At 12:30 PM on December 8, 1941, Franklin Roosevelt delivered a speech to a joint session of Congress that lasted a mere six and a half minutes. Within an hour, the Congress passed a formal declaration of war, bringing the United States into the Second World War. The speech is commonly referred to as The Infamy Speech because it began with the words, “Yesterday, December 7, 1941 — a date which will live in infamy — the United States of America was suddenly and deliberately attacked by naval and air forces of the Empire of Japan.”
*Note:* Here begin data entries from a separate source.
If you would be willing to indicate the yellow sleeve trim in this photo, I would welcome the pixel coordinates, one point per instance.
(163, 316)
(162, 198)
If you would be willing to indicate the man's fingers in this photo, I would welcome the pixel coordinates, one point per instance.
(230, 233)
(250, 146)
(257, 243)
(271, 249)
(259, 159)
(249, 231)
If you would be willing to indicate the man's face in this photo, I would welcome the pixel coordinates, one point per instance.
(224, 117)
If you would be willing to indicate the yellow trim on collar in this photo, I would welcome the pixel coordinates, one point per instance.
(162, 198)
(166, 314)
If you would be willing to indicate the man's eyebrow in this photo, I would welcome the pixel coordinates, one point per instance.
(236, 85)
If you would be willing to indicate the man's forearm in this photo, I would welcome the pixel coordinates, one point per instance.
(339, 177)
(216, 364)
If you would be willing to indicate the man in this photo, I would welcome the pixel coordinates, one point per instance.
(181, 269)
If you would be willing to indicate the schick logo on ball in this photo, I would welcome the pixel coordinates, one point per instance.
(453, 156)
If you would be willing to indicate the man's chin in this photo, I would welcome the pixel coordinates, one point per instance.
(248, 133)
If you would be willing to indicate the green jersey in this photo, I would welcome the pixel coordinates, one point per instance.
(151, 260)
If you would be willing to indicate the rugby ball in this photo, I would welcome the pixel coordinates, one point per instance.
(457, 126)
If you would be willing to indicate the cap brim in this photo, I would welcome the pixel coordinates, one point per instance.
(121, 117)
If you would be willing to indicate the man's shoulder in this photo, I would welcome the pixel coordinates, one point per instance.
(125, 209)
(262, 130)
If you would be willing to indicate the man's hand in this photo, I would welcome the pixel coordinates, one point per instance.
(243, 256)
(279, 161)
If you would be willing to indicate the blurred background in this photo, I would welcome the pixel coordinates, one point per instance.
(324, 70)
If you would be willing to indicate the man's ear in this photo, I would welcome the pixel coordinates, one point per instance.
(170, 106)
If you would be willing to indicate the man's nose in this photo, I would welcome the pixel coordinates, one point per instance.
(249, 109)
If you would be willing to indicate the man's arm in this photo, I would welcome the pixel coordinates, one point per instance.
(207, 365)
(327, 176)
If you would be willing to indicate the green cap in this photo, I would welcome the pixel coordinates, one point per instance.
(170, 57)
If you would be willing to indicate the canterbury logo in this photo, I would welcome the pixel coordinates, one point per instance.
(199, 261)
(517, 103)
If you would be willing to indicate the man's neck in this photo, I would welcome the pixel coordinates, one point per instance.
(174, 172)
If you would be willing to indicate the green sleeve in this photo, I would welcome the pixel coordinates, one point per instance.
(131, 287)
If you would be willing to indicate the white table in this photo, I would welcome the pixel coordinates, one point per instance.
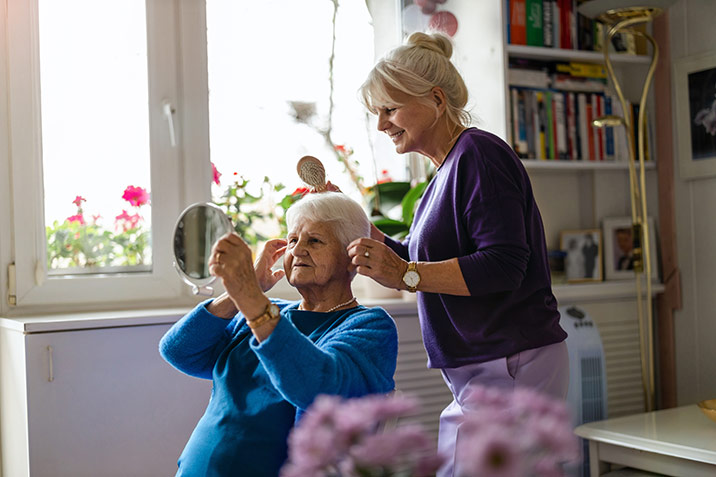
(679, 441)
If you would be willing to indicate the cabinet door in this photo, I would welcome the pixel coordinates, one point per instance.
(103, 402)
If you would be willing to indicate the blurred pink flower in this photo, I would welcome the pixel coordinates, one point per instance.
(127, 222)
(216, 173)
(347, 436)
(76, 218)
(489, 453)
(136, 196)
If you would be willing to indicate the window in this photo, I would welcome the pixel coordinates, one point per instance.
(94, 94)
(108, 94)
(283, 85)
(87, 82)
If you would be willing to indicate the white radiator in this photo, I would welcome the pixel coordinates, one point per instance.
(412, 377)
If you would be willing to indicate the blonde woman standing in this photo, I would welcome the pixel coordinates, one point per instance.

And while the date of December 7 has indeed lived in infamy, the cultural impact of that date was not as great as the cultural impact of the date of September 11 — even accounting for the different times in which we live. I can make this statement because of a new technique for quantifying cultural trends that was described in the journal Science last week. A copy of the paper can be found here (registration required). Christening the technique “culturomics,” the authors of the paper describe how Google’s book-scanning project has provided a new source of cultural data.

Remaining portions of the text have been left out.